Setting Up Your Menus
In most themes you can have full control over your menu(s). In the default setting, whenever you create a new page, it will automatically be added to your main menu, which is very annoying. Blog post don’t get added automatically.
To fix this, go to Appearance>Menus. Create a Menu, name it as you wish. On the left side you will see “Pages”, “Posts”, “Custom Links” and “Categories”. You can click on any and then press “Add to Menu”.
On the right side, under “Menu Structure”, you can drag each item into the order you prefer. Click the arrow on the right of the item to reveal additional configuration options, e. g. the text you want to appear on the menu or you can also delete each menu. You can select “Automatically add new top-level pages to this menu” if you want. Click “Save Menu” when you are done.
Then go back to Appearance>Customize, select “Menus” then on “Menu locations” assign the menu you just created. Make sure you save it. Depending your theme, there can be more menus that you can set up similarly, e. g. you may have one or more footer menu.
Under this menu you can set up different widgets, such as site search, your latest posts, categories, etc. This usually depends on your theme.
Pages You Will Need
Your blog will need to have certain pages. Some are customary, some are required by law. We already covered Home page and your Blog page.
It a good idea to have such a page for your visitors to contact you instead of having to find your e-mail address. You can also add your phone number and physical location.
JetPack has a Contact Form function that is very simple to set up.
This is the page where you can describe yourself, your business. Visitors expect you to have such a page. Give a good story to build trust. Put photos, make yourself real.
If you want monetize your blog, you’ll of course want to cover yourself legally from all of the possible angles that may impact you. For instance you’ll want to make sure that you have a Disclosure Policy that covers your rights as a blogger and advertiser to your readers. If your site has affiliate links, you will need affiliate disclosure.
You should have a page for Frequently Asked Questions.
Setting Up FTP
FTP is a simple way to upload files to your website. This is sometimes needed in order to verify your site or to upload an e-book you want to have for download. I recommend using FileZilla, which is a free program.
Once you set it up, you will need your FTP Hostname, FTP user name and password. You can get these data from your hosting provider. Enter all these details and press enter. They will be saved in the QuickConnect bar, this way you will not need to go through the trouble you use it next time.
The files of your subdomain will be displayed in a folder like “htdocs” or “public_html”, this can vary for each host. If you have your own add-on domain on the account, there may be a folder called “yourdomain.com” and inside that you will be able to see the “htdocs” or “public_html” folder and the WordPress files for your domain.
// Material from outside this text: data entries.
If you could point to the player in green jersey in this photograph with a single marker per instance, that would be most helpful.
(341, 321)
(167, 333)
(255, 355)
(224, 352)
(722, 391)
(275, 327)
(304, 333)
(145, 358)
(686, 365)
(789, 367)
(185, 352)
If you ever need to verify ownership of your site, this folder is where you need to upload the provided verification file.
This is also useful in creating a manual backup of your site in case something goes wrong. You can find more details under Migrating Your WordPress Site.
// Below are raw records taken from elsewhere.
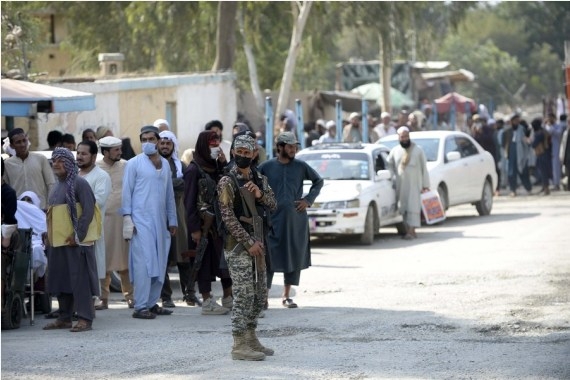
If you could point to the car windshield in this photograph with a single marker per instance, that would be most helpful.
(338, 165)
(429, 146)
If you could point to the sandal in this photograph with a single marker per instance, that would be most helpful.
(57, 325)
(160, 310)
(143, 314)
(82, 325)
(288, 303)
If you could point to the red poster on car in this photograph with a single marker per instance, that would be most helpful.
(432, 207)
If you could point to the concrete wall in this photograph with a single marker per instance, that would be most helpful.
(125, 105)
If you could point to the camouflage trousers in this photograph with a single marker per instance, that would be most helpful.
(249, 296)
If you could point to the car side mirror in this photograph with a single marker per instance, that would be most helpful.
(453, 156)
(383, 175)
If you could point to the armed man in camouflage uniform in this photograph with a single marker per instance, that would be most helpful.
(243, 252)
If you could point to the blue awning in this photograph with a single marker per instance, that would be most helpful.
(22, 99)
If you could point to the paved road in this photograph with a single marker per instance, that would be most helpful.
(474, 298)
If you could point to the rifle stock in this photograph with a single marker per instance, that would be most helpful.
(208, 219)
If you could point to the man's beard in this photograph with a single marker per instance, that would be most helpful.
(167, 155)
Improving Website Performance/Protection
There can be different problems that come up. Website uptime because of hosting, malicious attacks, slow loading speed, user security. Here I am going to describe a solution to all this that is not well-known and I bumped into it accidentally.
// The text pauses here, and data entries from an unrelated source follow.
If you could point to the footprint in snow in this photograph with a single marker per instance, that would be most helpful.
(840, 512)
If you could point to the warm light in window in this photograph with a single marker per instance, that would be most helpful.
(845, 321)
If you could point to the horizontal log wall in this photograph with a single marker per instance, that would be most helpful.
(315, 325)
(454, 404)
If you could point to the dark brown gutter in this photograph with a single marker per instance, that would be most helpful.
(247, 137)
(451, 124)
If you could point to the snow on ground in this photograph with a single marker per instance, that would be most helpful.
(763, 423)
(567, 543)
Web Support Revolution provides the following services:
- Increased website speed with CDN: A content delivery network (CDN) is a system of distributed servers (network) that deliver web pages and other web content to a user based on the geographic locations of the user, the origin of the web page and a content delivery server. This decreases the loading speed of all content types.
- Backup and Antivirus Monitoring
- 100% uptime: When monitoring detects that your website is unavailable from hosting server then it makes your website to be fully or partially available with archived copy until its recovery.
- Free Let’s Encrypt SSL frm the CDN
Free plan has 3 GB for backup and 100 GB CDN-traffic, Web-Firewall and Antivirus.
With this, your website is now pretty much set up.